Eagle Peak Mendocino County is an American Viticultural Area (AVA) located in northern Mendocino County, California about 125 mi north of San Francisco, 10 mi north and slightly west of the nearest city, Ukiah and just south of the town, Ridge. It was established as the nation's 218^{th}, the state's 134^{th} and the county's thirteenth appellation on October 9, 2014 by the Alcohol and Tobacco Tax and Trade Bureau (TTB), Treasury after reviewing three petitions submitted by Mr. Ralph Jens Carter, on behalf of John Fetzer, Golden Vineyards, Lyndsey Vineyards, Masut Vineyards, Seabiscuit South Vineyards and Turan Vineyards, proposing the viticultural area "Eagle Peak Mendocino County" and two separate companion petitions proposing the modification of the boundaries of the existing "Mendocino" and "Redwood Valley" viticultural areas.
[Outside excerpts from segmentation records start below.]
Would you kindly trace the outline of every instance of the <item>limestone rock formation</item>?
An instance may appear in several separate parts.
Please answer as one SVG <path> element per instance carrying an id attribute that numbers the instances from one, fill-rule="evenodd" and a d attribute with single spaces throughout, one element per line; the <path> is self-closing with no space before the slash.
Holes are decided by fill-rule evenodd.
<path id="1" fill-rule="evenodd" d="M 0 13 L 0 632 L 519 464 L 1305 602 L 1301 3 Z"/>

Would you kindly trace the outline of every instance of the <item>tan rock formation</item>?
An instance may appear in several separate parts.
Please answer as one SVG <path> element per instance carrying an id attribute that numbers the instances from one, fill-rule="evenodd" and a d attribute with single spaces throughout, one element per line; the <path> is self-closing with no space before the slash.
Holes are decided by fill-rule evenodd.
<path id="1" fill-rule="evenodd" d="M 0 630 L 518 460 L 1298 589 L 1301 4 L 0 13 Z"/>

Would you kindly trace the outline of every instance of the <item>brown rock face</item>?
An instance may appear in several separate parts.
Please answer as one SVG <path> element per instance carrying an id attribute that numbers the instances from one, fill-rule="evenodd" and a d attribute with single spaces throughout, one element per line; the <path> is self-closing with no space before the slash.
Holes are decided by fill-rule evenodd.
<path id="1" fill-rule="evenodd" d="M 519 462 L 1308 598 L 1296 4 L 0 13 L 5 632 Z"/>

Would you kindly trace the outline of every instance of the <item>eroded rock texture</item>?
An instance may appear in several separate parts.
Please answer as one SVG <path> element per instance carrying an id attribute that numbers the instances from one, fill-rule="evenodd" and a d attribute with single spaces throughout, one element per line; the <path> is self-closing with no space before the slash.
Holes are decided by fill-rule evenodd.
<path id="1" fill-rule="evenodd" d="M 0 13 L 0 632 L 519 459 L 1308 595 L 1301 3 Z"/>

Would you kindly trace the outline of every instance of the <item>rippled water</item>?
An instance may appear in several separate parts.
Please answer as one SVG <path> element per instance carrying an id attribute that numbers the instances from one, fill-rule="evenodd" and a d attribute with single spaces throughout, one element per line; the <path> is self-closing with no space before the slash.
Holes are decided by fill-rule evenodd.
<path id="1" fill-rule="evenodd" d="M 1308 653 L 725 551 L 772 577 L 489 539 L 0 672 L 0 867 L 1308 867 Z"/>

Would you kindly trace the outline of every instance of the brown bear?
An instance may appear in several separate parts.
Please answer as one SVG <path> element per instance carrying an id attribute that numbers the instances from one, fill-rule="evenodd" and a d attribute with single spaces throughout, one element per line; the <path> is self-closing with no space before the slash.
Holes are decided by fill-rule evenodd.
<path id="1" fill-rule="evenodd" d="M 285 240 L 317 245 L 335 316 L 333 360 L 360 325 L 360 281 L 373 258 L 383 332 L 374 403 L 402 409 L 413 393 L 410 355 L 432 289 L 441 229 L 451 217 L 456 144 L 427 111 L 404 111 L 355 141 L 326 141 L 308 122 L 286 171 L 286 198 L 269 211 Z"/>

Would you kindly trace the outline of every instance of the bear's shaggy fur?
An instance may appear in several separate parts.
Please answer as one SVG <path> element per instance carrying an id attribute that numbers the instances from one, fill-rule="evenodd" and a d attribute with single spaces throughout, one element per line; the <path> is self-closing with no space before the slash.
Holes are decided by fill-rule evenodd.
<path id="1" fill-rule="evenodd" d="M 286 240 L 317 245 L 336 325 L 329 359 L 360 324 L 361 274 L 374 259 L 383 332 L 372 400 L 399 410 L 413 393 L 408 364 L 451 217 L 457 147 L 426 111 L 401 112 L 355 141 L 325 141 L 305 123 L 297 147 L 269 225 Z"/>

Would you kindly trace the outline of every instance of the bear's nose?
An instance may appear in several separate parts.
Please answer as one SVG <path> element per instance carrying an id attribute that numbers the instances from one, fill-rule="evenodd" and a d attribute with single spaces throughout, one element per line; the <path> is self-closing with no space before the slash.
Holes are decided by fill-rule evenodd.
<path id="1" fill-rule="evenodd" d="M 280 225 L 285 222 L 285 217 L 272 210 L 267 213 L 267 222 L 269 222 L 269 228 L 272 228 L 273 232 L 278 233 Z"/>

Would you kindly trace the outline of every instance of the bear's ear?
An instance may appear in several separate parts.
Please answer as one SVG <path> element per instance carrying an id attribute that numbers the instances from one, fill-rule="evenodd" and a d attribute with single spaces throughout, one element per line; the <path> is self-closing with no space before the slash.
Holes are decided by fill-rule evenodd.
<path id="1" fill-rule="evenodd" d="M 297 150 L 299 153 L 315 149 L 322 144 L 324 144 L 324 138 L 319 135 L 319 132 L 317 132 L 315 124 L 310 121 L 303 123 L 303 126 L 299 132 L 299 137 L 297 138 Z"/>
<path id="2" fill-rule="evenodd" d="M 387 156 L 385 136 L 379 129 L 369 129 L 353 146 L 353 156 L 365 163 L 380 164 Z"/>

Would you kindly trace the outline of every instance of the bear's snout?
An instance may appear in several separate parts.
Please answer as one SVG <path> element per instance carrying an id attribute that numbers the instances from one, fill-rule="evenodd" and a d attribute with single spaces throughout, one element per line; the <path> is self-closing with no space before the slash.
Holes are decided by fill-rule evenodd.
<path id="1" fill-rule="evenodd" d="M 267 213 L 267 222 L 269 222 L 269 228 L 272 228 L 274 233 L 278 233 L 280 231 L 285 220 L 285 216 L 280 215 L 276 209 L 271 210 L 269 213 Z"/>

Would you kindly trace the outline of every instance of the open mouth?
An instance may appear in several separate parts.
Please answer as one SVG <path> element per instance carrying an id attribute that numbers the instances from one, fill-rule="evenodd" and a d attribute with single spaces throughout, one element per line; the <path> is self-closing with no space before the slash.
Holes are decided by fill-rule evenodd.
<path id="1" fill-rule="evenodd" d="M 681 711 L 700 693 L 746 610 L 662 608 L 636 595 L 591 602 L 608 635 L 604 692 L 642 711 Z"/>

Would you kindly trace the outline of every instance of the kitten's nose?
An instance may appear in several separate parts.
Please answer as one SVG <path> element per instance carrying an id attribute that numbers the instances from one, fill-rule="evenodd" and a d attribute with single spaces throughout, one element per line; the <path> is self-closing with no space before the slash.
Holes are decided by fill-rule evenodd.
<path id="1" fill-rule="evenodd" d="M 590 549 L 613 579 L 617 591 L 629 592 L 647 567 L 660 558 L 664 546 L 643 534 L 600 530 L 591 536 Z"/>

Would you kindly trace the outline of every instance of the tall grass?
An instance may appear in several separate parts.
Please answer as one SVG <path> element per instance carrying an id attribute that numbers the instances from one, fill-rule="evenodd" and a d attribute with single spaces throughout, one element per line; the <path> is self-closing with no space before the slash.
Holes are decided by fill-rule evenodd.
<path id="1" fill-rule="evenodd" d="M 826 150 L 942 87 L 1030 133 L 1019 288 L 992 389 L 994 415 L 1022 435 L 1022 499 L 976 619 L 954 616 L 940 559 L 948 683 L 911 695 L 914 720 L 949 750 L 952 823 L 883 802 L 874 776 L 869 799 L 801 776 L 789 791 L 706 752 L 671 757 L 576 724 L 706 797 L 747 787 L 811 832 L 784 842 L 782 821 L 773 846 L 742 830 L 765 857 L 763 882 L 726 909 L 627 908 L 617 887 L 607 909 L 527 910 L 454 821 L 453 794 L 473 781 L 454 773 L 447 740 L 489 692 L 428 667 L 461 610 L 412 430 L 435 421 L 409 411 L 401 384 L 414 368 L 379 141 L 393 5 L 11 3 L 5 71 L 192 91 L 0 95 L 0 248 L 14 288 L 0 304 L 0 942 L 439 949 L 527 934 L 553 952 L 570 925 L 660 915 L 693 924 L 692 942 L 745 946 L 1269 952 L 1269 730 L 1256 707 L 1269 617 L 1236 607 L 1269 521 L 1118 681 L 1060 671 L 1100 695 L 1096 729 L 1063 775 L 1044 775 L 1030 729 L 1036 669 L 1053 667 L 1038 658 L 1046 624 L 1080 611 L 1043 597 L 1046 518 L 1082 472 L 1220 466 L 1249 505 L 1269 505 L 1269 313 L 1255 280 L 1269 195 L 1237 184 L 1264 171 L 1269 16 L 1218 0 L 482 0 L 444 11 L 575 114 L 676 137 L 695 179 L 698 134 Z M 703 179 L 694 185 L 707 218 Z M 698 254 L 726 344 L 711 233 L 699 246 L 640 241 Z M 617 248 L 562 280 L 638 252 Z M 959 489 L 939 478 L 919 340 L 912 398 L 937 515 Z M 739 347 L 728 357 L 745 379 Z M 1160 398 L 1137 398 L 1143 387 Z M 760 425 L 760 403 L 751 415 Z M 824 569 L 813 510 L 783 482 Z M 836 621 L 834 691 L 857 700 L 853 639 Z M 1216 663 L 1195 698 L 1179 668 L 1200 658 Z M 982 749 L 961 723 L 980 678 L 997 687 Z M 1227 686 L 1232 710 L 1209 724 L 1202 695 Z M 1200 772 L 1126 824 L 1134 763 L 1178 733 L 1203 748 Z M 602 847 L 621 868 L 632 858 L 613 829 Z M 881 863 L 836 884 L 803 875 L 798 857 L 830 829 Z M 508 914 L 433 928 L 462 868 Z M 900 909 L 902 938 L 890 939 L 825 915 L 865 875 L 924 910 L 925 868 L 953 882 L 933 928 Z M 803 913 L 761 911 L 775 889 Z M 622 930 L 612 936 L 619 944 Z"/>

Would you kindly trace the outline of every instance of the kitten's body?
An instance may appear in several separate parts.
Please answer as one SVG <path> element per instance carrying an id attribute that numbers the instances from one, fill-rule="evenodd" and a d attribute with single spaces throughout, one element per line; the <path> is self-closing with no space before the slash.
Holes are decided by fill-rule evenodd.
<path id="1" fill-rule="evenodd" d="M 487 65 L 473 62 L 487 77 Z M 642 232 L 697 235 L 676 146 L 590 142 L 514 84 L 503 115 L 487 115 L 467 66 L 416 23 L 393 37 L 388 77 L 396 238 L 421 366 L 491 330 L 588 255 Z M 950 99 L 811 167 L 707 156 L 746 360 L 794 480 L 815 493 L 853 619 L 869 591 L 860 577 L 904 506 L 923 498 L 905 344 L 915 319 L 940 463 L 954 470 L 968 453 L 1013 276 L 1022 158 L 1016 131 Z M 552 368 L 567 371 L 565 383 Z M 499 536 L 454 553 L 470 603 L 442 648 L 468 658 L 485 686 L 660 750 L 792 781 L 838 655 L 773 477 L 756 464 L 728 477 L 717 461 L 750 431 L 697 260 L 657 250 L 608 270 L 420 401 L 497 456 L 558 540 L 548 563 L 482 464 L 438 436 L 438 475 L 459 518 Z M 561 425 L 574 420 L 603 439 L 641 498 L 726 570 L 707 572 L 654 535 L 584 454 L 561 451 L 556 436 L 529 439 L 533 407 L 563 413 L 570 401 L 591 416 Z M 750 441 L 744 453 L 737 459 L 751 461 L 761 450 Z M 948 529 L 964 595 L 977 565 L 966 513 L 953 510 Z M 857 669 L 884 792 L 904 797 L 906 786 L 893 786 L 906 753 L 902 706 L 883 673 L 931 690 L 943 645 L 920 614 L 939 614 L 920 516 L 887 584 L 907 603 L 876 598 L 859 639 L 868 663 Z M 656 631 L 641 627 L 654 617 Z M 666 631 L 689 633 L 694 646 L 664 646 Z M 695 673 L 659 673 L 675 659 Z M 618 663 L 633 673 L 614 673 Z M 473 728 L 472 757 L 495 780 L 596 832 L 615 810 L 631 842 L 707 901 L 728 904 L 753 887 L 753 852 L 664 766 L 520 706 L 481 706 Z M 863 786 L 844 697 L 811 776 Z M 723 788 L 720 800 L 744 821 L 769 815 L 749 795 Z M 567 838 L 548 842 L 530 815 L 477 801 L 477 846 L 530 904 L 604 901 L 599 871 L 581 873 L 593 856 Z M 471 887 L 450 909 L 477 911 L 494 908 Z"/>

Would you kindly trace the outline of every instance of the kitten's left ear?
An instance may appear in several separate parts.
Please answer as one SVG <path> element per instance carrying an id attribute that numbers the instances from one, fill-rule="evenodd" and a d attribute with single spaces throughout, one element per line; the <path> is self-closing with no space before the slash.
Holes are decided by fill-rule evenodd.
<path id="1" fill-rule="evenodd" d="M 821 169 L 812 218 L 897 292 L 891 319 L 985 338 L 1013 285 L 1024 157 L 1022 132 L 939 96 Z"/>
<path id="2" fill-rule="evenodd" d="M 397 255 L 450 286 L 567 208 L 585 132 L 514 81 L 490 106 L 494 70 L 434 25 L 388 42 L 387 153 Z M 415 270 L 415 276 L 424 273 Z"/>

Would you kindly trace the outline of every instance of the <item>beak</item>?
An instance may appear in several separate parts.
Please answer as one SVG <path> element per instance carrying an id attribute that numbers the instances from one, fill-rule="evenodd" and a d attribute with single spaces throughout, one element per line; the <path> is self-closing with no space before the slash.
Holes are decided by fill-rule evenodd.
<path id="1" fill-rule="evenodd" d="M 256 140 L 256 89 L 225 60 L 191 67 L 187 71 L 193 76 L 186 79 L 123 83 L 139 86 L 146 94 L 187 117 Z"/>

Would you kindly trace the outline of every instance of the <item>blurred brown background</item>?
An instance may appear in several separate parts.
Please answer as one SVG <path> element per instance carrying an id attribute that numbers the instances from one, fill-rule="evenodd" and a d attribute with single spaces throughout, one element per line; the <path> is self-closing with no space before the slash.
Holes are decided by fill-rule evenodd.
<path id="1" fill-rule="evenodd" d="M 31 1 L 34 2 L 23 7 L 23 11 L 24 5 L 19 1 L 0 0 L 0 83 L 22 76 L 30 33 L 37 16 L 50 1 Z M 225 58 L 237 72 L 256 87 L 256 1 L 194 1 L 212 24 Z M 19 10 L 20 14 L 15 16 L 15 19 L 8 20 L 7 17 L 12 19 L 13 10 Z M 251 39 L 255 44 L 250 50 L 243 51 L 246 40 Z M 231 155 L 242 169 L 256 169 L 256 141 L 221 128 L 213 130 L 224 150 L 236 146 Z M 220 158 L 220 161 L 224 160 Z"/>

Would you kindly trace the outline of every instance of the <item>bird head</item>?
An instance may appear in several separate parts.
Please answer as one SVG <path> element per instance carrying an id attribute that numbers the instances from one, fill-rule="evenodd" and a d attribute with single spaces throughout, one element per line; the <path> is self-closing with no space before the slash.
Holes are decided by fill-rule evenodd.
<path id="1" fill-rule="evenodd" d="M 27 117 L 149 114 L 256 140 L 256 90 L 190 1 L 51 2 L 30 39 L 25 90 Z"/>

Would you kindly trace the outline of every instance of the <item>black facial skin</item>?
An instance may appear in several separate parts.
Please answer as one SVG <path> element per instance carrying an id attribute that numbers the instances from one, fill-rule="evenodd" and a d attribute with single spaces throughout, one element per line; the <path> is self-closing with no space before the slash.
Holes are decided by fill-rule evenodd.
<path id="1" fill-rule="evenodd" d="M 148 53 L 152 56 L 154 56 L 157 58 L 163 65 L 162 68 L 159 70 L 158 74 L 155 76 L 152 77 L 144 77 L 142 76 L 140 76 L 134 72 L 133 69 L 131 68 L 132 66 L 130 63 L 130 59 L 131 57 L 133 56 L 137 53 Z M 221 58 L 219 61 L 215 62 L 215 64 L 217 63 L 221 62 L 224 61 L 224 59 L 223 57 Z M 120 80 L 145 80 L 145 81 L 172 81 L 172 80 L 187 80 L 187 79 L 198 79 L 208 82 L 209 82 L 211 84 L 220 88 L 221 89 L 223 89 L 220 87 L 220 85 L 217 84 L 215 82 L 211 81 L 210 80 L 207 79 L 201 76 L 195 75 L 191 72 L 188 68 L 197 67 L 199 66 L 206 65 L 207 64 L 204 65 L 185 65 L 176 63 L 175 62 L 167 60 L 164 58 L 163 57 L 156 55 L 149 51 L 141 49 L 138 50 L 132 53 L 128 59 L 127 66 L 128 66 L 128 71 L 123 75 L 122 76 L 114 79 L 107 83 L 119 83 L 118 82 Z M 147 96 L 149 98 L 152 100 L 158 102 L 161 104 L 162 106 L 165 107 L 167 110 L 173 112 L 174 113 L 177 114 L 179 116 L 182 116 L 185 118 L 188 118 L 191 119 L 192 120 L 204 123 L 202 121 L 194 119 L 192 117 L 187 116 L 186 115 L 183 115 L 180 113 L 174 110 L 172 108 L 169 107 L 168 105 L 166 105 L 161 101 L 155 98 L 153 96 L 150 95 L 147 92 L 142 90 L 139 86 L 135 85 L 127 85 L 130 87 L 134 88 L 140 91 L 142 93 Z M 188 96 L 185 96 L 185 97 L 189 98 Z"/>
Eagle Peak Mendocino County lies within the North Coast AVA and takes its name from the nearby Eagle Peak summit covering the mountainous area situated in the Coastal Range just west of the Redwood Valley AVA and east of the V-shaped Mendocino AVA. The petitions were submitted and proposed in June 2013, designating the approximately 26260 acre area which straddles U.S. Highway 101 between the towns of Ukiah and Willits. The new boundaries reduced about 1430 and 1900 acre from the bordering AVAs making the overlapping areas part of Eagle Peak Mendocino County.

==Terroir==
Eagle Peak's steeply sloping terrain is significantly cooler than its neighbor, Redwood Valley, and the further eastern Potter Valley. However, Eagle Peak Mendocino County is still an inland AVA with elevations from 700 to 3320 ft. It experiences more seasonal temperature variation than coastal AVAs with less fog. Persistent breezes of 5–10 mph travel from the ocean through the Big River airflow corridor. The soils are well-drained lacking water-holding capacity due to the slopes and shallow root depths because of hard subsoil. Primary soil associations are the Yorkville-Yorktree-Squawrock and Ornbaun-Zeni-Yellowhound. There is enough water-holding capacity to keep vines healthy from dormancy through fruit set, however, some irrigation is required to usher the vines through to harvest. The USDA plant hardiness zones range from 8b to 9b.

==Wine Industry==
Pinot Noir grows best in Eagle Peak, as the temperature tends to be cooler than the inland valleys. The area is home to only one winery, Masút Vineyards and Winery, founded by third generation vintners and Mendocino-born Ben and Jake Fetzer. They submitted the Eagle Peak TTB appellation petition to define this little known, unique winegrowing area.